Looking Beyond the FTC for Answers
Thankfully, there are other ways to motivate competition in healthcare subsectors. Dafny notes several “low-hanging fruit” to consider in this regard.
One has to do with the sharing of information. “We should figure out a way to get detailed private claims data into the hands of researchers to evaluate potentially anticompetitive practices,” says Dafny. Few public sources contain the prices that private insurers and providers negotiate, and seeing these could help researchers better assess how the latest types of consolidation affect both cost and quality of care. Dafny also advocates gathering and reporting data related to the ownership of private physician groups. This, she says, will help public agencies, researchers, and even consumers make better-informed decisions. (In fact, Dafny is on the board of the Health Care Cost Institute, a nonpartisan nonprofit that works with insurers to share claims data with researchers and issues fact briefs and studies to inform policy and research.)
Another competition-stimulating approach centers on incentives—specifically, incentives to encourage providers to integrate clinically without merging all their assets. The Medicare Shared Services Program, which provides Accountable Care Organizations with incentives to integrate care for a designated population, might be a good place to start. “They could hypothetically say, ‘We’re going to give your Accountable Care Organization a larger cut of the savings you achieve if a certain fraction of your provider base isn’t jointly owned,’” Dafny says. The specific incentives or ownership fractions in question could vary by market, with larger rewards in markets where there is greater concern about provider organizations maintaining or gaining disproportionate power. “I realize this is an interventionist approach,” says Dafny, “and I am wary of rolling it out broadly without more study. Still, piloting it might be one way to pause consolidation for a bit while we figure out whether and where it is likely to be harmful.”

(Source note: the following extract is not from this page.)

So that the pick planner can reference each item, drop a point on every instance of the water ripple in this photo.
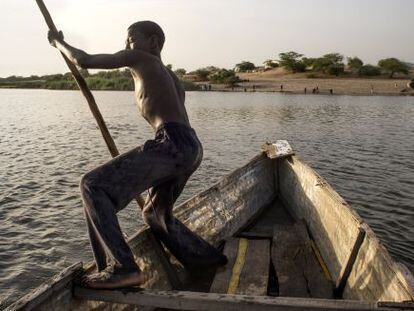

Finally, the recently unveiled healthcare-insurance exchanges offer opportunities to bolster competition on the payer side of the market. After decades of mergers and virtually no new entrants, the exchanges are sparking entry in the insurance industry. “The barriers to entry for insurers have been dramatically lowered,” says Dafny—in part because the Affordable Care Act’s minimum standards for insurance plans should make customers less reluctant to purchase from a newcomer, and because many new, subsidized buyers are in the market.
In short, a creative, multipronged approach may be necessary to promote healthy competition in healthcare markets. “The real world moves much more quickly than litigation can,” Dafny says.